Between Class Questions:

All the code that you write to answer these questions should be put in a package called sparkrdd2 in the in-class repository. You should also make a file called sparkrdd2.md in the top level of your repository that includes a write-up with your answers to the questions and any requested plots.

1. Does temperature variability change with latitude in the US? Consider three groups of latitude: lat<35, 35<lat<42, and 42<lat. Answer this question in the following three ways.

a. Standard deviation of high temperatures.

b. Standard deviation of average daily temperatures (when you have both a high and a low for a given day at a given station).

c. Make histograms of the high temps for all stations in each of the regions so you can visually inspect the breadth of the distribution.

2. Plot the average high temperature for every station that has reported temperature data in 2017 with a scatter plot using longitude and latitude for x and y and the average daily temperature for color. Make 100F or higher solid red, 50F solid green, and 0F or lower solid blue. If you are using ScalaFX plots, you can have bins of 20 degrees with different colors. If you are using SwiftVis2, you can use a ColorGradient for the scatter plot color.

3. How much has the average land temperature changed from 1897 to 2016? We will calculate this in a few ways.

a. Calculate the average of all temperature values of all stations for 1897 and compare to the same for 2016.

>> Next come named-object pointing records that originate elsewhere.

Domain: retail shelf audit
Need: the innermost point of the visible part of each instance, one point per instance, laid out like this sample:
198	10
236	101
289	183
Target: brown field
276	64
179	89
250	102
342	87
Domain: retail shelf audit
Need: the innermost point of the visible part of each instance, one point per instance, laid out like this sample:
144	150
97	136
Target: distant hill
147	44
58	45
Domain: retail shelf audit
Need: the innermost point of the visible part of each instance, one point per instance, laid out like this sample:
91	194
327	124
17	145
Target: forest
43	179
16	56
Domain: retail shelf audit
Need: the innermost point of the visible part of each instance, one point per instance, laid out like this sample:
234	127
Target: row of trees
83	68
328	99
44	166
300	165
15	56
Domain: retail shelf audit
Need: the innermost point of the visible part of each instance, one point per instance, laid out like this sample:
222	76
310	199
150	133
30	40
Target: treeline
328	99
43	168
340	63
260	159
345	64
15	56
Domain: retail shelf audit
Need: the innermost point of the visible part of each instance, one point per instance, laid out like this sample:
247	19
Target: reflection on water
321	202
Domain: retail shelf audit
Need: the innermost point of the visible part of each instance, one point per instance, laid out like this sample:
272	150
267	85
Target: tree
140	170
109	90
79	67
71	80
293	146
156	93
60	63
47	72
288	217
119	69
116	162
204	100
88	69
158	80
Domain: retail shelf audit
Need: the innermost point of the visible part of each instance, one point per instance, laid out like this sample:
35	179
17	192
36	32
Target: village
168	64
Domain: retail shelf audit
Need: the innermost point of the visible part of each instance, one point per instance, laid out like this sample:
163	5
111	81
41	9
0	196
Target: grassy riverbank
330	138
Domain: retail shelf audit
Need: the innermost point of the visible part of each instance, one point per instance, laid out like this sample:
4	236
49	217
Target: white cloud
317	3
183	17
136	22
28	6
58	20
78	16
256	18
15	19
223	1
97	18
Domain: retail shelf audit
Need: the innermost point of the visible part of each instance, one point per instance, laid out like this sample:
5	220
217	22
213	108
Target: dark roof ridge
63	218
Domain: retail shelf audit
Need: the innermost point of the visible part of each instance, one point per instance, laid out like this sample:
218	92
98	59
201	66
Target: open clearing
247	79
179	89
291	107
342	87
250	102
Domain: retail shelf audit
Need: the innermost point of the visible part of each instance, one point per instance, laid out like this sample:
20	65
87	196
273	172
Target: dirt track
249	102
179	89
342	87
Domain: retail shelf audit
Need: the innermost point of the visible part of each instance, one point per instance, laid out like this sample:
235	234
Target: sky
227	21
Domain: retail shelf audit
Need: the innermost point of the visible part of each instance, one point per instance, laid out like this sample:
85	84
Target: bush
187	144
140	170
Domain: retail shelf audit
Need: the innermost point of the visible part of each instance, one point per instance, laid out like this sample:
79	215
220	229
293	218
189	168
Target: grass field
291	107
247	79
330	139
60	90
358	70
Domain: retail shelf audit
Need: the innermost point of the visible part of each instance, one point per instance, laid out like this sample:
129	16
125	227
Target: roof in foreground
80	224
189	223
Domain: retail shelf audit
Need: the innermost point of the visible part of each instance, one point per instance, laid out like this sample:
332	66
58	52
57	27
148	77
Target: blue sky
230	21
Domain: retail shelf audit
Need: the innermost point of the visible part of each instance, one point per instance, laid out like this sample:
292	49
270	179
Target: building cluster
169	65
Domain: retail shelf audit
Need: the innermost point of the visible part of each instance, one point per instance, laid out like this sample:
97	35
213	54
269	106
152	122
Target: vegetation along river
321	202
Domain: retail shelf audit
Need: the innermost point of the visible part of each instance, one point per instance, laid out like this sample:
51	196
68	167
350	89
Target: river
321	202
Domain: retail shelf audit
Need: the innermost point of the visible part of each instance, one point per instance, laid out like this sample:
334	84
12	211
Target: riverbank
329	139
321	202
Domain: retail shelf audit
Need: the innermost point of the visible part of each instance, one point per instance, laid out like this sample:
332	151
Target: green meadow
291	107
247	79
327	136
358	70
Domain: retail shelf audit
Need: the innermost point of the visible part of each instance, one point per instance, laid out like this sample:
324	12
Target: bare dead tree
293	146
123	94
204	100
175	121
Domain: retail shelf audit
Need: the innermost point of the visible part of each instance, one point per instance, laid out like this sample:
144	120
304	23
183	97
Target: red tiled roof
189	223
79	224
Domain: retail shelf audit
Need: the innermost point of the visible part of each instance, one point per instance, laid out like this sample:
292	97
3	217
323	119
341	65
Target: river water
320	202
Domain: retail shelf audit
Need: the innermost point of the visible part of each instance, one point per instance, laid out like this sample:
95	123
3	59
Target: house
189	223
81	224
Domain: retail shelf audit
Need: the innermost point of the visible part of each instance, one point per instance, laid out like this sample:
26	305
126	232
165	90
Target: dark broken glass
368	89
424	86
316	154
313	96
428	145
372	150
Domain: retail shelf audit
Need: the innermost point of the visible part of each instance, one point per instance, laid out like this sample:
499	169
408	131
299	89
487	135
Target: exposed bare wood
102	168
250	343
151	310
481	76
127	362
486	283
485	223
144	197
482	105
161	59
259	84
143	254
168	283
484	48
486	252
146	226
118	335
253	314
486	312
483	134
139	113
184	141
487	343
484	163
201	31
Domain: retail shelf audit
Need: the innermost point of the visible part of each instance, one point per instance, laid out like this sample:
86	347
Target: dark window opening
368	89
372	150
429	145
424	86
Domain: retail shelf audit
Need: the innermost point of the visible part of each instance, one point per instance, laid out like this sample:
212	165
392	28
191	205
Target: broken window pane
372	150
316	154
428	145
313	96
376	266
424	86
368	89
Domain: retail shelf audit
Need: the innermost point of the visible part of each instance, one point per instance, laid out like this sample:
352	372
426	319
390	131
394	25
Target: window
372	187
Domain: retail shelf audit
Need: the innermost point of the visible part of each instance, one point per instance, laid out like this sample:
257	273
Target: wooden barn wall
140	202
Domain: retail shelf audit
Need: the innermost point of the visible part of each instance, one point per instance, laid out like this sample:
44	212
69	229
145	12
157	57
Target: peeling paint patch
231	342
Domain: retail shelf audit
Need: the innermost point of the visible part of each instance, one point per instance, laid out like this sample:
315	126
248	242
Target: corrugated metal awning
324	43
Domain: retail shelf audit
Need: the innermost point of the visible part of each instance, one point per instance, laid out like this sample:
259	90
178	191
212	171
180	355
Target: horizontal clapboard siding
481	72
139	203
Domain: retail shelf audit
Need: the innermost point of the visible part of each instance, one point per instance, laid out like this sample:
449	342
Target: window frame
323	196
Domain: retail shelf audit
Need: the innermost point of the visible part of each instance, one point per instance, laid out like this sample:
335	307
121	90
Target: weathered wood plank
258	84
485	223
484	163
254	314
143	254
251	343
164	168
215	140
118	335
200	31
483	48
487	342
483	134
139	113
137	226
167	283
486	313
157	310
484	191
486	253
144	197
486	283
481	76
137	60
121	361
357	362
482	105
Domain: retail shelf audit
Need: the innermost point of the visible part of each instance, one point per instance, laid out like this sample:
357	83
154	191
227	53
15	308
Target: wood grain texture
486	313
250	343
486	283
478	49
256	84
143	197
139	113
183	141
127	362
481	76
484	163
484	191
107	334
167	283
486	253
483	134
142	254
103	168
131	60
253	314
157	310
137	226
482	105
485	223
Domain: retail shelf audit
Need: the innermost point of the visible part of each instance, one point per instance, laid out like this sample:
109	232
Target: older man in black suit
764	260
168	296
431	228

b. Calculate the average of all temperature values only for stations that reported temperature data for both 1897 and 2016.

c. Plot data using approach (a) for all years I give you data for from 1897 to 2016.

d. Plot data using approach (b) for all years I give you data for from 1897 to 2016.

4. Describe the relative merits and flaws with approach (a) and (b) for question 3. What would be a better approach to answering that question?

5. While answering any of the above questions, did you find anything that makes you believe there is a flaw in the data? If so, what was it, and how would you propose identifying and removing such flaws in serious analysis?